Events

Book Discussion with Bruce Clark
Twice A Stranger: How Mass Expulsions Forged Modern Greece and Turkey

February 07, 2006 // 9:00am10:30am

Mr. Clark noted that the Lausanne Treaty defining Greek-Turkish relations after World War I is remarkably salient today, addressing the critical terms under which people of two faiths, Islam and Christianity, may or may not co-exist in modern society.

The treaty detailed the legal framework for the exchange of Greek Orthodox Turkish nationals and Muslim Greek nationals, excepting only a few locations in each country. Discourse surrounding the treaty centered on how to balance the severe moral consequences of expelling citizens for merely being members of the minority religious community, against the strategic need to establish a lasting peace in a region marked by one hundred years of near-continuous war.

The Lausanne Treaty was "the culmination, the crescendo, of a process whereby sharply defined nation-states were born out of the multinational Ottoman Empire - a process by which people came to see their identity in a new way, less exclusively in religious terms and more in ethnic national terms."

In this light, the "unmixing" of peoples, just months after the end of the Turkish-Greek war, was logically concluded. As many as a million Greek Orthodox Turkish nationals had already been expelled from Anatolia following the defeat of the Greek army. Turkish authorities were explicitly clear that the new Turkish republic had no place for disloyal Christian minorities.

If mass expulsion was already underway, what interest did each party serve in regulating this process by treaty?

For Greece, the Lausanne convention was the means to regulate the massive and otherwise uncontrollable influx of Orthodox Christians from Anatolia. The incoming refugees constituted nearly twenty percent of Greece's population, generating sufficient pressure on the Greek nation-state to nearly collapse it.

The expulsions of Muslims from Greece helped free up the farmlands of Greece's Macedonian region, where many of the Greek Orthodox Turkish nationals were then settled. The assets of the expelled Muslim families were essential in securing foreign loans that Greece needed to provide material support for its refugee population, in the face of considerable skepticism of Greece's credit-worthiness by the international banking sector. Foreign investment in Greece was readily facilitated by the substantial assets left behind by expelled Muslims, which Athens then posited as securities for desperate loans. From this perspective, Mr. Clark sees an agreement to expel its Muslim population as an almost inevitable policy option for Greece.

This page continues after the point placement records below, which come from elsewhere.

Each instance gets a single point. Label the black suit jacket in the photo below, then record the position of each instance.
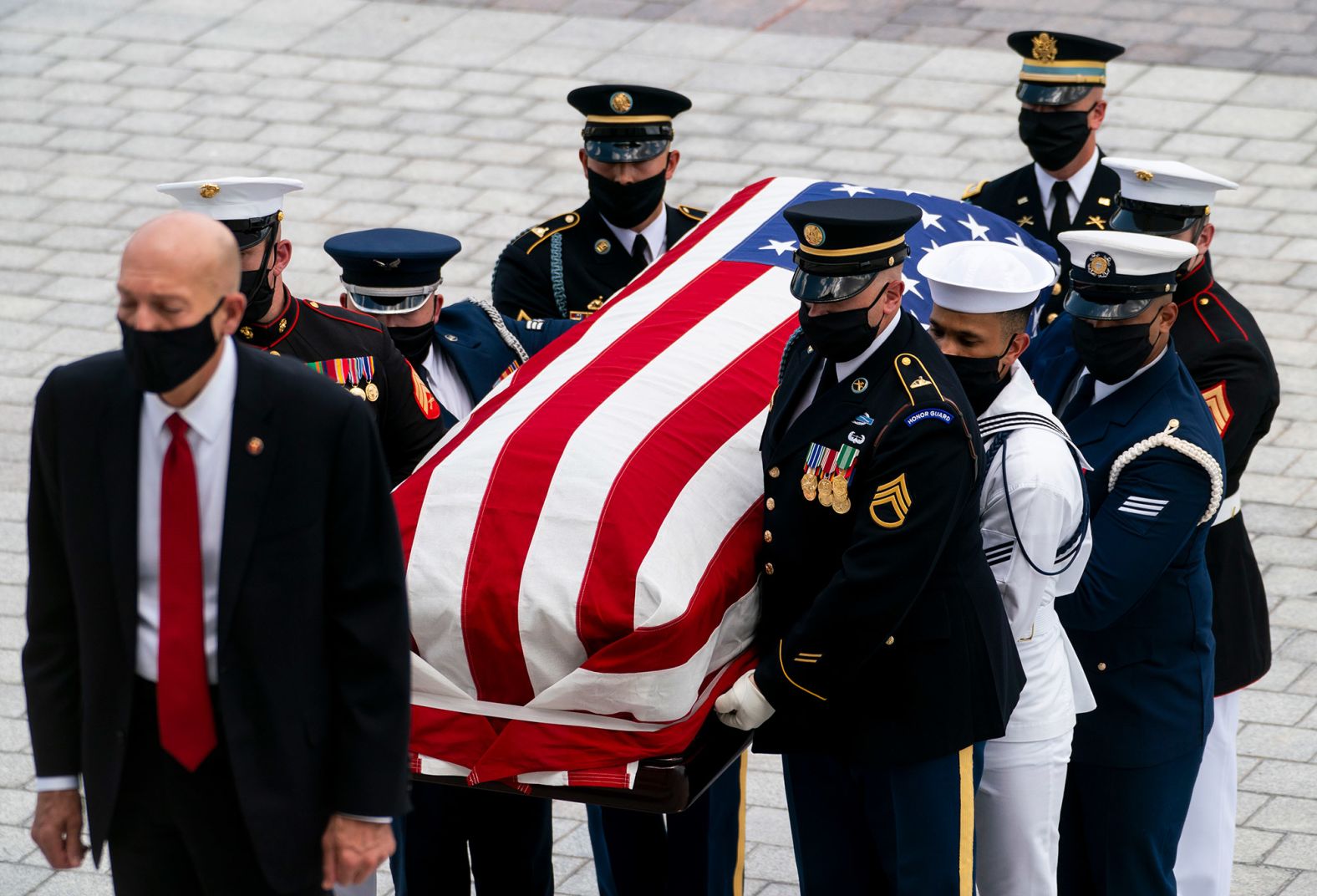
(571, 265)
(313, 629)
(882, 629)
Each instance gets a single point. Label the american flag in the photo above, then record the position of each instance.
(581, 548)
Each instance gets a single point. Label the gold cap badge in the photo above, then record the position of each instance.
(1100, 264)
(1045, 48)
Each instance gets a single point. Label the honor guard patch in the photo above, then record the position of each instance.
(891, 504)
(928, 414)
(425, 401)
(1220, 406)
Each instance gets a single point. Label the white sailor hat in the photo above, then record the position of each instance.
(249, 206)
(1162, 196)
(974, 277)
(1116, 274)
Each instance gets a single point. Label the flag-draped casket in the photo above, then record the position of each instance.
(581, 548)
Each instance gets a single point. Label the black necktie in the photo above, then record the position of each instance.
(1060, 208)
(827, 379)
(1081, 400)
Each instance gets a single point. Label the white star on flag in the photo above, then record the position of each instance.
(780, 247)
(976, 230)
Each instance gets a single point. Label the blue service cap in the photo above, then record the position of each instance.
(391, 270)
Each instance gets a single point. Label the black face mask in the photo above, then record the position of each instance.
(979, 379)
(413, 342)
(626, 205)
(1111, 354)
(256, 285)
(842, 335)
(1054, 139)
(161, 360)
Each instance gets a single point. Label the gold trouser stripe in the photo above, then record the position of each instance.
(967, 821)
(739, 875)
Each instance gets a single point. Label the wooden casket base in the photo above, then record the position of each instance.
(665, 784)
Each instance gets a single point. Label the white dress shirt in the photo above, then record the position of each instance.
(210, 420)
(445, 382)
(655, 235)
(1079, 186)
(845, 368)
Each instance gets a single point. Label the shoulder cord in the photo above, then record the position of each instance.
(786, 352)
(1071, 548)
(1193, 452)
(505, 333)
(560, 289)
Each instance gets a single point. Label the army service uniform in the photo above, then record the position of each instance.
(885, 649)
(571, 265)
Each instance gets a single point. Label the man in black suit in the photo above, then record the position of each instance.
(571, 265)
(217, 622)
(1062, 104)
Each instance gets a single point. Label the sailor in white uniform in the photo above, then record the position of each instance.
(1034, 519)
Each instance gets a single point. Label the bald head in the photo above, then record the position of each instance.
(175, 270)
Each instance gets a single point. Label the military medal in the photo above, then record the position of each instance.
(811, 481)
(842, 479)
(826, 479)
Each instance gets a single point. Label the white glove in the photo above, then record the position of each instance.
(743, 706)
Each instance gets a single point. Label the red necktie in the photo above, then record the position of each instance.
(182, 692)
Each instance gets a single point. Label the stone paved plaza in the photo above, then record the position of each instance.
(452, 118)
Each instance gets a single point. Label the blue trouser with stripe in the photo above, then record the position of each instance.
(885, 830)
(699, 852)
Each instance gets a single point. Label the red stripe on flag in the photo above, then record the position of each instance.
(525, 471)
(648, 484)
(409, 494)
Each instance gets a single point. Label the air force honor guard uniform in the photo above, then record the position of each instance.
(887, 659)
(348, 347)
(1232, 365)
(1141, 619)
(1060, 91)
(571, 265)
(461, 349)
(1034, 517)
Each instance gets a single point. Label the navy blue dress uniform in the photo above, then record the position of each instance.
(569, 265)
(1056, 70)
(348, 347)
(1230, 361)
(506, 841)
(1232, 365)
(1141, 619)
(469, 348)
(887, 656)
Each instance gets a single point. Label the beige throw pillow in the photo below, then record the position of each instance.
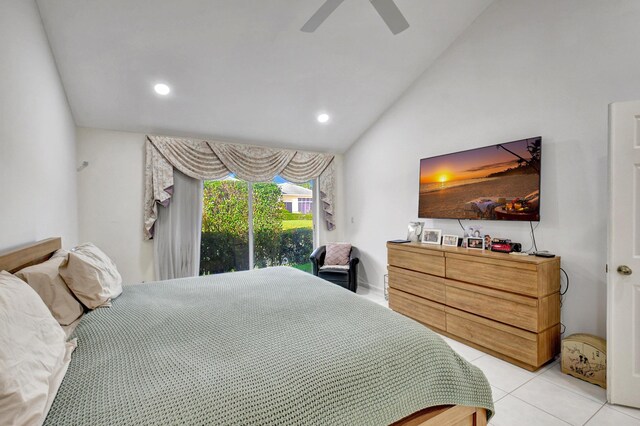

For Turkey, one of the major attractions of a negotiated population exchange, as opposed to a spontaneous one, was that it made it impossible for anti-Turkish Western powers to use the expulsion against the new Turkish state in any international forum. The Lausanne Treaty provided Turkey with a much needed degree of legitimacy, validating the expulsions of Orthodox Christians and guaranteed that the country would not be drawn into legal disputes over the implementation of the population exchange in the future.

Mr. Clark also focused on the present landscape and popular cultures of Greece and Turkey, as influenced by the population exchanges. The trauma and psychological pain of the expulsions have been underestimated, and down-played, by both countries and by the international community. Several factors have contributed to this, foremost the need for Greece and Turkey in the immediate aftermath of the war to build homogenous and functional nation-states. This led them to play down the similarities between the two nations and exaggerate the differences. Mr. Clark contends there are still traces of this very real trauma among the descendants of the transferred populations in both countries.

Though the humanitarian terms of the Lausanne Treaty were highly undesirable, from a modern perspective they have been successful. Its architects' calculations proved to be correct, in that the religiously homogeneous nation-states emerged from the treaty, from what were previously very diverse populations, despite their substantial cultural and ethnic diversity.

No part of this history diminishes the serious political, cultural, and social conflicts suffered by Greece and Turkey since the treaty was implemented. For instance, over the past century, Greece has experienced civil war, foreign occupation, and dictatorships.

But Mr. Clark concludes that the original problems of massive population expulsions and inflows were coupled with a healing process whereby, within a generation or so, refugees were absorbed into gradually more cohesive societies, offering diplomats today the hope for strong resolution mechanisms for even the most intense internal conflicts.